Domesticated Bacteria
Lord Broers, the President of England's Royal Academy of Engineering, recently said, "Our experience with chemistry and physics teaches us that we do not have any idea how to make an autonomous self-replicating machine at any scale."
Broers didn't say that autonomous self-replicating machines are impossible. Still, this caused a bit of a stir over at Howard Lovy's Nanobot blog where K. Eric Drexler responded (in part):
It is a pity that Lord Broers has joined the parade of denialists who discuss distorted versions of obsolete scenarios to the exclusion of all research in the field since 1990.
This problem - self-replicating machines - is being approached from multiple directions. Adrian Bowyer is working on macro-scale self-replicating machines. Howard Lovy's blog points to a multitude of scientists working on nano-scale inorganic machines. And we've recently had some important news from microbiologists. A team led by Ron Weiss at Princeton University has demonstrated the ability to command bacteria to form complex shapes and even colors. This is done through DNA instructions.

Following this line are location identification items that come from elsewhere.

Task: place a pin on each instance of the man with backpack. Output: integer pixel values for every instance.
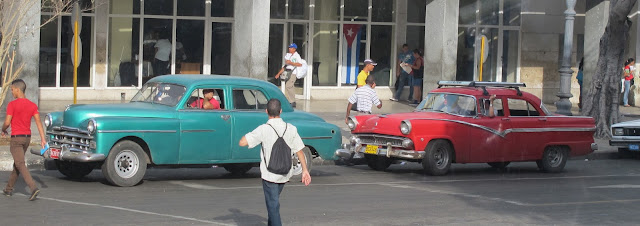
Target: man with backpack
(280, 141)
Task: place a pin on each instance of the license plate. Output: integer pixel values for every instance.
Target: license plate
(54, 153)
(371, 149)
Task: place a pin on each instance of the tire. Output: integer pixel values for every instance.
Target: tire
(74, 170)
(238, 169)
(126, 164)
(554, 159)
(438, 157)
(376, 162)
(498, 165)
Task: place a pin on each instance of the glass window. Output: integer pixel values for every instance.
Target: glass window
(189, 51)
(327, 10)
(124, 7)
(354, 45)
(124, 39)
(222, 8)
(191, 7)
(489, 12)
(356, 10)
(325, 54)
(246, 99)
(158, 7)
(518, 107)
(278, 9)
(416, 11)
(66, 53)
(512, 12)
(221, 48)
(299, 9)
(384, 11)
(381, 38)
(48, 52)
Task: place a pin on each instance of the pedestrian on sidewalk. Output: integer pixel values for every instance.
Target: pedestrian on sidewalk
(19, 114)
(267, 135)
(291, 63)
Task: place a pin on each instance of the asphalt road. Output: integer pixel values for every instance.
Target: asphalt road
(599, 192)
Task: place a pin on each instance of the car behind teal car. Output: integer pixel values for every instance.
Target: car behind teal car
(163, 126)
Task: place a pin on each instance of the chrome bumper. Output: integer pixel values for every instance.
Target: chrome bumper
(74, 156)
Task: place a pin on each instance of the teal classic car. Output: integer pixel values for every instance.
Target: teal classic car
(163, 125)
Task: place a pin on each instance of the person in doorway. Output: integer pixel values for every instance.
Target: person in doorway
(418, 74)
(362, 76)
(629, 70)
(402, 76)
(19, 114)
(291, 64)
(266, 135)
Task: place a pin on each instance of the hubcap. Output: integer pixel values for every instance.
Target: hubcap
(126, 164)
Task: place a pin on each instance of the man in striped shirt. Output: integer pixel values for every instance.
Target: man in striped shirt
(365, 97)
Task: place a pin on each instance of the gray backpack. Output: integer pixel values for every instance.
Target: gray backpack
(280, 159)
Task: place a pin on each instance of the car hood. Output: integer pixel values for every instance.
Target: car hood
(634, 123)
(76, 114)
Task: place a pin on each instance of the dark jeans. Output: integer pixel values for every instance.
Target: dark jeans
(272, 199)
(19, 146)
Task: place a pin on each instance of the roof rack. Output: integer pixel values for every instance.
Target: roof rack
(484, 85)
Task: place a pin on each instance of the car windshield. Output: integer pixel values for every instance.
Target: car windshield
(448, 103)
(160, 93)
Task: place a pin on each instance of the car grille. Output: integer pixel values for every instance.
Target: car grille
(69, 136)
(375, 139)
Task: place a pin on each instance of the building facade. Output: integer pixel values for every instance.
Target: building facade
(125, 43)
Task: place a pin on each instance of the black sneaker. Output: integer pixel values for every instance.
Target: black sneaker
(34, 194)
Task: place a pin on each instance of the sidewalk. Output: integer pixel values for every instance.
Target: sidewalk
(332, 111)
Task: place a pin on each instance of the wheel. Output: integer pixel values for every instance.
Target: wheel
(498, 165)
(297, 166)
(74, 170)
(126, 164)
(238, 169)
(437, 158)
(376, 162)
(554, 159)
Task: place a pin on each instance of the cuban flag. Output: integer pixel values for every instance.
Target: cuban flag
(351, 53)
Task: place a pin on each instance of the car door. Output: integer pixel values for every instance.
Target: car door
(249, 106)
(205, 135)
(525, 130)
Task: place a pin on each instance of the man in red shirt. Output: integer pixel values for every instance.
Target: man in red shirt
(19, 114)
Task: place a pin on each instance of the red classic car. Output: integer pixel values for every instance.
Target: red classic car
(455, 124)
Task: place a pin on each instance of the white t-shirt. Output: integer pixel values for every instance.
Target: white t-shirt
(265, 135)
(164, 49)
(295, 57)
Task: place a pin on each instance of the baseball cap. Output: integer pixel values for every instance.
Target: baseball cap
(370, 61)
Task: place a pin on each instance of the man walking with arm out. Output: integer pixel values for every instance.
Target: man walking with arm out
(267, 135)
(19, 114)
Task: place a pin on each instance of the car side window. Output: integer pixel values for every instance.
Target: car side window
(249, 99)
(519, 107)
(197, 97)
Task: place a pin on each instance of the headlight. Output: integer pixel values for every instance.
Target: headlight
(618, 131)
(91, 126)
(405, 127)
(47, 120)
(352, 123)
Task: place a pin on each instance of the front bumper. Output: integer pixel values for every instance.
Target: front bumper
(75, 156)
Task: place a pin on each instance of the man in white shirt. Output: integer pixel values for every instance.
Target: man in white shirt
(267, 134)
(291, 64)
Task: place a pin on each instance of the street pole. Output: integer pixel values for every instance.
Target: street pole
(564, 105)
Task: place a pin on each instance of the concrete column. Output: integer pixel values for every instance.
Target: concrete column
(441, 43)
(250, 44)
(596, 20)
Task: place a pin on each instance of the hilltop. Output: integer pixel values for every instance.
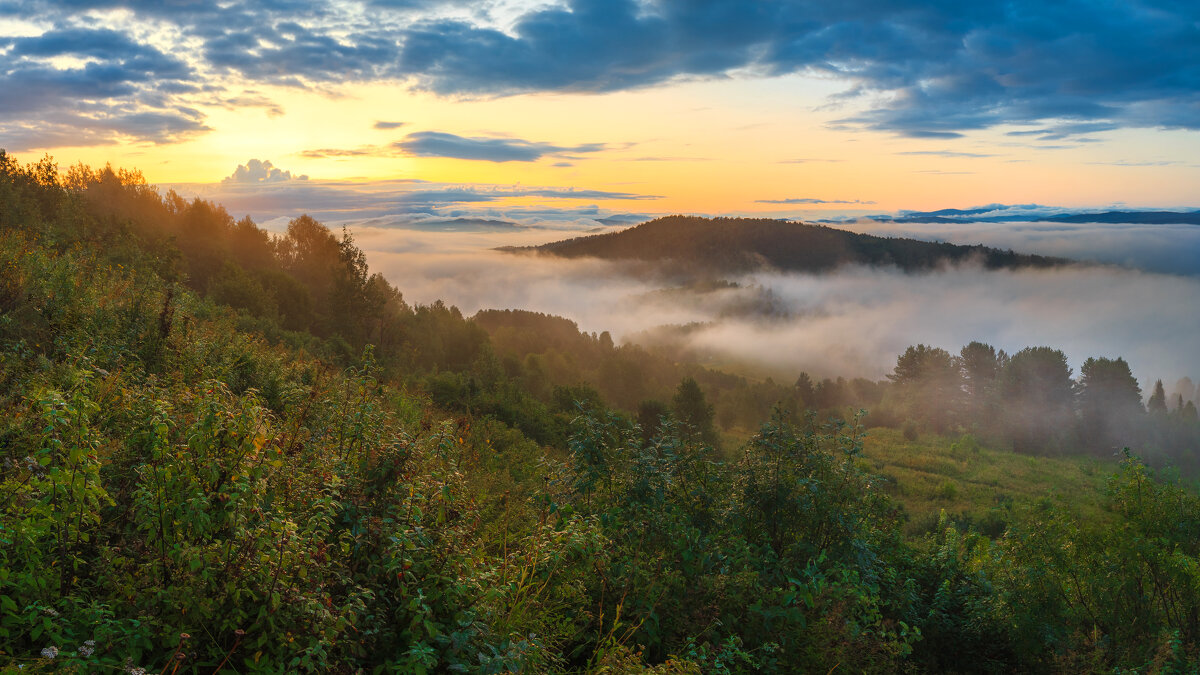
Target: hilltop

Weiss and his colleagues engineer a special segment of DNA, the blueprints for any cell's operations. The segment is called a plasmid.
"You have a segment of DNA that dictates when proteins should be made and under what conditions," Weiss told LiveScience. The plasmid is inserted into a cell, and "the cell then executes the set of instructions."
These pictures show two of Weiss' bacterial formations - a bullseye and a heart. Weiss believes that this technology could be quickly adapted to detect bioterrorism chemicals. The bacteria could literally form a bullseye around an anthrax microbe.
Long-term applications are even more interesting. Weiss has also shown the feasibility of making bacteria act like networked computers.
The cells, for example, could be made to perform basic mathematical logic and produce crisp, reliable readouts that are more commonly associated with silicon chips than biological organisms...
The creation of patterns, such as the bull's-eye effect, is a key step in one of Weiss' eventual goals, which is to have the cells secrete materials that build physical devices such as antennas or transmitters in places that are hard for humans to reach. Programmed cells also could be used to control the repair or construction of tissues within the body, possibly guiding stem cells to the locations where they are needed for the growth of new nerve or bone cells in a process Weiss called "programmed tissue engineering."
Imagine biological cyborgs - people with networked cells traveling throughout the body with programmed instructions to fix problems. An external server that looks like a nicotine patch could control this activity.
It's true that we have much to learn about autonomous self-replicating machines. Engineered bacteria may dominate the early years of nanotech. There's a precedent: the horse was domesticated before we built a car.